Bölgenin faylarla çevrili olduğunu ve ne zaman deprem olacağını artık sorgulamamıza gerek olmadığını belirten Sonuvar, “Fayların sayesinde büyüleyici bir coğrafyaya sahibiz. Ancak bu durum beraberinde depremleri de getirdiğini bilmeliyiz. Eşsiz kıyı alanları ve doğal kaynakları ile bu coğrafyanın bize vermeye çalıştığı ‘Burası deprem bölgesi, binanı ona göre tasarla’ mesajını da herkesin iyi okunması gerekiyor” dedi.
"AMACIMIZ GÜVENLİ KONUTA ULAŞMAK OLMALI"
Konutların, zemin iyileştirmeye ihtiyaç duyulmayan alanlarda, en az maliyetle inşa edilebilecek güvenli yapılar olması gerektiğine dikkat çeken Sonuvar, “Düz ovalık veya kıyı alanlarında yaşamayı talep ediyoruz. Yani istediğimiz yere konut yapmak istiyoruz. Dolayısıyla bu talep hem yerel yönetimler hem merkezi otorite tarafından karşılanmaya çalışılıyor. Bu da piyasanın düzenleyici sistemleri vasıtasıyla gerçekleştiriliyor. Ve bir kısır döngü oluşuyor. Oysa bizim amacımız güvenli konuta ulaşmak olmalı. Bunun için iyi bir imar planında sağlıklı olan ‘jeolojik ve jeoteknik etüt’ sonrası belirlenen yerleşime uygun alanların, konut alanı olarak belirlenmesidir” diye konuştu.
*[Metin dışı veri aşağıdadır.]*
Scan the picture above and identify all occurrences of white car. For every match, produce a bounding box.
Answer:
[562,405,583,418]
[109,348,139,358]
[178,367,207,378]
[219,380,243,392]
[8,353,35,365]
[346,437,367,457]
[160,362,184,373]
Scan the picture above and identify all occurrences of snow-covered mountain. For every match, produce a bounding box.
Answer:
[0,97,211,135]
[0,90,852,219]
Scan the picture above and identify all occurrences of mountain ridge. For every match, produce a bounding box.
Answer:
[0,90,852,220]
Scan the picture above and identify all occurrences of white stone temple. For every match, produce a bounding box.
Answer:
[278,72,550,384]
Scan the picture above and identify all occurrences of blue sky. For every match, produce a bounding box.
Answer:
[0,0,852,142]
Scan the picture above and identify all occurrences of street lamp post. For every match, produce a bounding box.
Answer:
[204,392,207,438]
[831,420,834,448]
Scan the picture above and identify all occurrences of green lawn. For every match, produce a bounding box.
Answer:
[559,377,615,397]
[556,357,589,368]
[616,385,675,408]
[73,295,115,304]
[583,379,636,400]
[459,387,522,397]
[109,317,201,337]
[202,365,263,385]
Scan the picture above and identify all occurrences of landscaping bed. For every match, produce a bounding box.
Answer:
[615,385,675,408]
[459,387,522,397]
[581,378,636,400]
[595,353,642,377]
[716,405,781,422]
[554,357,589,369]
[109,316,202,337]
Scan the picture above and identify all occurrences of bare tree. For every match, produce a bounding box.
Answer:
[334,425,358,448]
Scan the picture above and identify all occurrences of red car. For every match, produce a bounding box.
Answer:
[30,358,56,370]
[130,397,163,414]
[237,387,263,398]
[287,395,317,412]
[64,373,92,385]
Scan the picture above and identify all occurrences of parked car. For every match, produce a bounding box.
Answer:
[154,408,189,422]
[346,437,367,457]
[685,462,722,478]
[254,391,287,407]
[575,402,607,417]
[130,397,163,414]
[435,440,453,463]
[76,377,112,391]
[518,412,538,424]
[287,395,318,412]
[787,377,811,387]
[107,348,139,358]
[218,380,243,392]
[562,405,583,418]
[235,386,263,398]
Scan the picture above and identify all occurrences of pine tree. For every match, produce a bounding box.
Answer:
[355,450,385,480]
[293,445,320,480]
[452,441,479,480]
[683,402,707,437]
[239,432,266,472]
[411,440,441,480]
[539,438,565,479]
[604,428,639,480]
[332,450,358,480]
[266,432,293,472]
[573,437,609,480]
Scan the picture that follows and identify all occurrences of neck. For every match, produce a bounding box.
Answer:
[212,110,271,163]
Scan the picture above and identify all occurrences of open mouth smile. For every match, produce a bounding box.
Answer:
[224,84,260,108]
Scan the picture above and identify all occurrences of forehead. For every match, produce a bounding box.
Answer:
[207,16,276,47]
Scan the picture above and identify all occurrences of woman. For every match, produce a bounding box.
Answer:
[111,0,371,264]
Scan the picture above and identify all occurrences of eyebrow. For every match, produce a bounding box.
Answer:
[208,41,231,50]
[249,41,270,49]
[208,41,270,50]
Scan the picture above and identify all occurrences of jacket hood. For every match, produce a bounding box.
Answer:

"ZEMİN İYİLEŞTİRME PROJELERİNDE YERİNDE DENETİM ŞART"
İzmir’de 30 Ekim 2020’de meydana gelen depremi hatırlatan Sonuvar, “Deprem sonrası bir kez daha fark edildi ki zayıf zeminler üzerine yerleşmiş durumdayız ve binalarımız eski. Konak, Karşıyaka, Çiğli, Bornova ve Bayraklı ilçelerinde yoğun olmak üzere eski binalar yıkılarak yenileri yapılıyor. Yeniden yapılan binaların zemin iyileştirmesine ihtiyaçları oluyor. İzmir’de Karşıyaka Belediyesi dışında, diğer belediyeler zemin iyileştirme konusunda yerinde denetim yapamıyor. Yapı denetim firmalarının, yönetmeliğe göre masa başı beyan edilen rapor ve projelerin kontrolünü yapması yeterli. Peki bu nasıl bir durum yaratıyor? Örneğin, sıvılaşma problemi yaşayan bir konut için o zemine uygun zemin iyileştirme projesi hazırlanıp, kamusal denetim olmadığı için o zemin iyileştirme projesi dışında daha ucuz ama zemine uygun olmayan bir imalat yapılabilir. Maalesef durum vahim. Afeti önlemek istiyorsak afete imkan verecek bu eksiklerimizi tamamlamalıyız. Bu nedenle yapı denetim firmalarında jeoloji ve jeofizik mühendisi çalıştırma zorunluluğu getirilmeli, ilçe belediyeleri de hiç beklemeden zemin etüdü ile beraber zemin iyileştirme projelerinin yerinde denetimi için adım atmalıdır” dedi.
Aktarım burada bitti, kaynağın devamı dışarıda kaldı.